I am going through backup Hard Drives clearing out files not needed to clear up some of my storage space. I found this image of an Male Eastern Forktail Damselfly covered with the raindrops after a heavy rain. I thought it looked interesting with the heavy amount of raindrops. I was using a Sigma 150mm macro lens with a 1.4X Teleconverter on a Canon 1D MkIV. To get more in focus but still keep a soft uncluttered background I was shooting with my aperture @ f/4.5. I shot 9 images along the Damselfly and the water drops . Then loaded them into 1 layered Photoshop file to blend into my final image. Luckily the Damselfly did not move as I was photographing it. The 2nd image is a Immature Female Eastern Forktail Damselfly shot at the same session as the Featured Image.
I found this Lady Bug wandering all over this plant at Davidsons Mill Pond. A lot of the time it was partially hidden under leaves of the plant. Waiting for it to work towards the top of the plant, I was able to get a few shots before it disappeared .
We went to Davidsons Mill Pond Park to look for dragonflies and what ever else we could find. I have looked for dragonflies early in the morning covered with dew for years, but have not found any so far. To our surprise we found one on this morning. Unfortunately it was very windy plus in the shade. It was not warm enough for the Halloween Pennant to fly, so we had a great photo subject that was not going anywhere for a while. Being in the shade the light was terrible and with the wind it was blowing back and forth. I had to raise the ISO to 2000 and still only had a shutter speed of 1/125th sec @ f/8 with a 150mm Sigma macro. Hand holding the camera, I tried shooting quite a few series of different focus points to combine later in a stacked photoshop file with sharpest ones to combine for one sharp image. I shot quite a few bursts as it was blowing around. Being late in the season this dragonfly showed a lot of wear, damaged wings, pieces missing, etc. The one wing was even bent at an odd angle so I left that section with a little softer focus. With the way the wind was blowing I was surprised I got as much as I did. Not perfect but it was still fun to try.

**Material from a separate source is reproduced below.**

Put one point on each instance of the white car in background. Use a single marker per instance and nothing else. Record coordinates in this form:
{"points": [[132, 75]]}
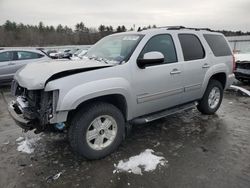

We found this bug on a window screen and thought it was interesting. We were not sure what kind it is, but I thought I should take some shots of it. We finally found out what it is, a Bee Fly, Bombylius major. These are shot at approximately 2X magnification. It almost looked a little “mean” and had a “cool” fuzzy look for some macro shots. It has the body of a bee and a face of a mosquito.
Some comments I found online:
“A curious flying insect which was about 10mm long, hairy, beige/brown coloured, triangular in shape with a long snout which had the ability of flying backwards.”
“Approx. 1 cm long, wing span twice body length, mix of light brown and black, teardrop shaped, hovers and darts at leaves and dead twigs, long spear-like proboscis approx half body length apparently non retractable.”
“If I was to describe it compared to other animals it was a cross between a bee, a golden mole and a narwhal – but that sounds really silly.”.